Les banques ont chacune leurs stratégies commerciales, ce n’est pas nouveau. Ces stratégies démontrent qu’il existe toujours une forte concurrence entre les banques sur le sujet du crédit immobilier. Elles font également écho à la forte présence des banques sur le territoire français.

En Europe, 1 agence bancaire sur 3 est située en France, ce qui fait de l’Hexagone un pays où la notion de proximité est unique.

On y dénombre 1 agence pour 1700 habitants, versus 1 pour 20 000 aux Pays-Bas, par exemple. D’ailleurs, lorsqu’on interroge nos clients au travers de notre étude annuelle menée avec l’IFOP, nous voyons que pour 80 % d’entre eux, la banque « idéale » doit réunir une proximité physique via un réseau d’agences et une présence numérique via des services en ligne. C’est d’ailleurs ce qui explique que dans certains centres urbains, certaines se regroupent. Elles adaptent leur présence territoriale à l’usage et aux attentes de leurs clients.

L’assouplissement des règles du HCSF en matière de crédits immobiliers est un débat toujours aussi électrique… Desserrer les conditions d’octroi de crédits permettrait-il de soutenir positivement la reprise du marché immobilier en France ?

Le HCSF a donné un cadre qui s’inspire beaucoup de la pratique des banques françaises en matière d’octroi de crédits et de « prêts responsables ». Il faut rappeler que ces dernières prêtent de l’argent aux Français en fonction de leurs capacités de remboursement.

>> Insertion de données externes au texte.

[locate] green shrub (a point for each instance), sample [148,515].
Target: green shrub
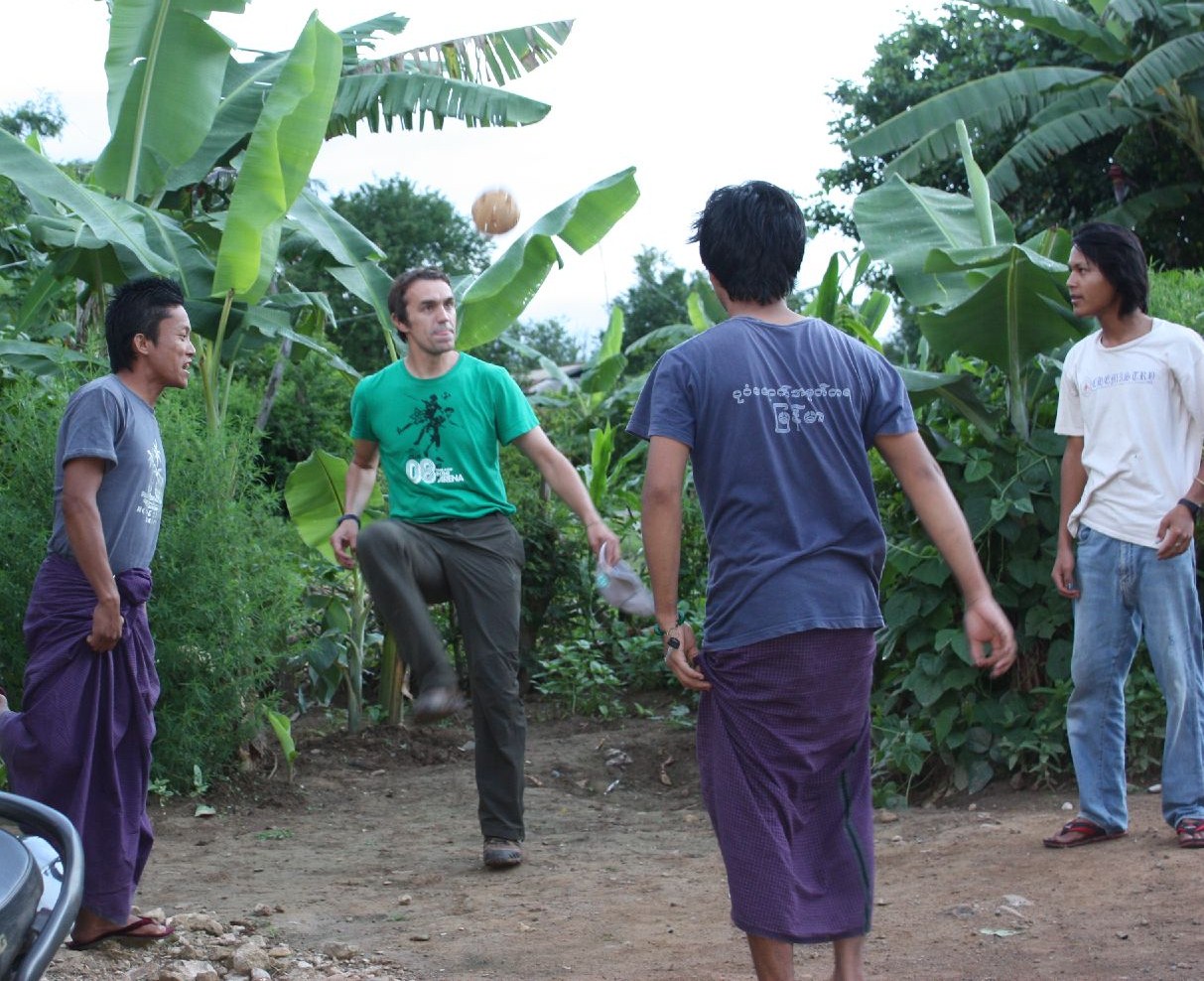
[226,583]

La question n’est donc pas de savoir si on peut endetter les Français jusqu’à plus soif. C’est plutôt de faire en sorte que les projets de nos clients réussissent, ce qui suppose que la mensualité de remboursement de prêt soit acceptable pour eux et leur laisse un reste à vivre suffisant. Pour l’accession à la propriété, les règles du HCSF fonctionnent donc bien, même si elles peuvent être lourdes, en matière de gestion, pour les banques. La durée d’emprunt maximum de 25 ans combinée aux taux fixes – et non variables comme dans certains pays européens – préservent le budget des ménages. Ces conditions d’emprunt sont lisibles pour les Français, dont le budget d’accession à la propriété est ainsi stable pendant toute la durée du prêt. Dans notre pays, le risque de taux est uniquement porté par les banques.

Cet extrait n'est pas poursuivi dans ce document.